Time to dive into the console logs. I had left all of the WebRTC debugging set to its most verbose level in case something like this came up. There was plenty of detail there, but it was overwhelming as dozens of messages each second spewed into the log. This was going to take some digging.

Time for a New Strategy

At this point, maybe 20 minutes into our scheduled playtest time, we pivoted to a full-fledged troubleshooting session. The group captured descriptions of what they were seeing and the corresponding console logs and sent them to me for review. Ben added some debug code on the fly so that we could observe the media stream assignments and compare those against the server’s expectations. We spent another ten or fifteen minutes collecting this data before I decided to call it, with the most productive path forward being to focus solo on the logs and the code.
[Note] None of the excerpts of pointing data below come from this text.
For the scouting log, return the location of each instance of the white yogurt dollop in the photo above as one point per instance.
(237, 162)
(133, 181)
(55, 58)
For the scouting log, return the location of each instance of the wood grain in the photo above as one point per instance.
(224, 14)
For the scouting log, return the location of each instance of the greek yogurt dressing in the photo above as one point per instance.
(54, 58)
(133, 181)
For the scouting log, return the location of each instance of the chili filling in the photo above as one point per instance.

The first 30 minutes diving in were not terribly fruitful. WebRTC is a complex beast, and with 3 streams per participant, 5 participants, and almost constant refreshing or media changes, it is very time-consuming to correlate the various logs and piece together what happened. I did discover that most of the clients ended up subscribed to dozens of media streams, several times what was expected. I decided to dig back into the code with this in mind and see what I could find.
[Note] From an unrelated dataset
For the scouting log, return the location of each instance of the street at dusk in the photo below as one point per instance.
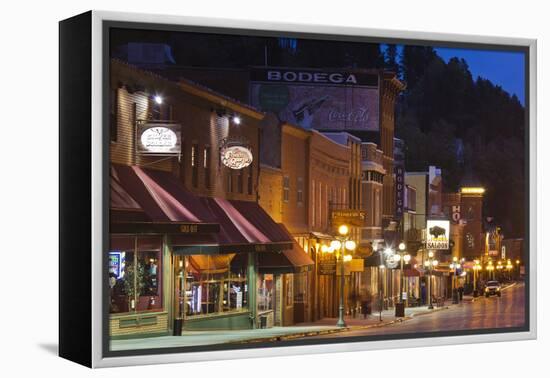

This is when I came upon this little gem:


    } else if (msg["streams"]) {
    Janus.warn("Received streams event -- Not currently supported, may cause issues");
    // var streams = msg["streams"];
    // for(var i in streams) {
    // 	var stream = streams[i];
    ...

I checked the console logs, and sure enough, that warning was sprinkled throughout, just as things started to go to hell for each user.

It all makes sense now…

So here’s what happened: A number of weeks ago we did some major refactoring of the front-end client code. We did a ton of testing on it, but primarily with only two clients. In that testing the code above did not appear to be hit. Rather than take the time to refactor the code with the rest, we assumed it was unnecessary in our application and just commented it out for the time being.

Last week when I was making changes, I came across this, and thought it might be an issue down the road, so I added the warning. I had no idea it would come to bite us so soon. Turns out these “Streams” messages from the server become really important when you have more than two clients, especially when they refresh, and it seems to be exacerbated by the additional data streams.
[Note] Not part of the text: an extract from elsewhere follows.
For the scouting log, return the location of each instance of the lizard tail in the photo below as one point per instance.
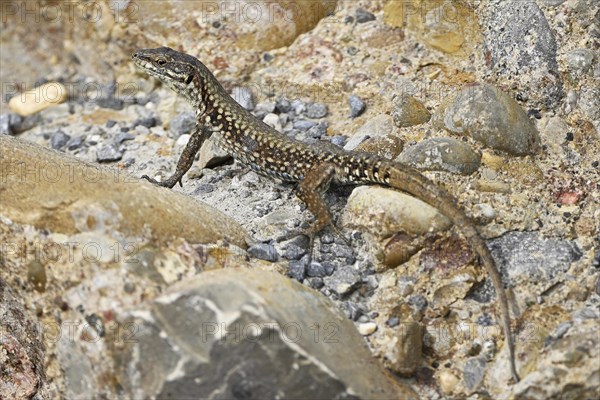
(409, 180)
Easy enough, I uncommented the code, performed the required changes for our new client code, ran a quick test locally and then deployed to the server. Jonathan was still up to help test, and everything worked perfectly. Phew.

So, What Have We Learned?

Moral of the story? Well, we did some things well:

Fail Fast – Rather than try to push through with the play test, we acknowledged the issue and pivoted to troubleshooting and then bugfix. We could have attempted to workaround for hours, but in that same amount of time we got a permanent fix.
Enabling debug logging ahead of time – We anticipated that the changes in WebRTC might require troubleshooting, so had logging dialed up to the max. This issue was challenging to replicate in isolation, so having the ability to have everyone send me logs when errors occurred was a huge timesaver

Here’s where we can improve next time:

Don’t Be Lazy – We skipped the offending code twice: once during the initial refactor and again during my bugfixes. We never took the time to thoroughly test or review the importance of it, and this whole issue could have been easily avoided.
Server Monitoring – Even in development, having server alerts configured makes sense. It should be impossible to fill a server’s disk and not know about it.
Test! – Testing multiple connections is challenging without the right setup. Time to create a test environment with multiple users/browsers and monitoring to make sure it’s working correctly and avoid future regressions. Ideally I’ll get this automated in some way so we can run it regularly.

So, not much of a play test, but a bit of a learning experience, and I think we’ll be set up great for our next session. I expect the next recap will be far less developer-focused and will highlight some of the great features we’ve been working on!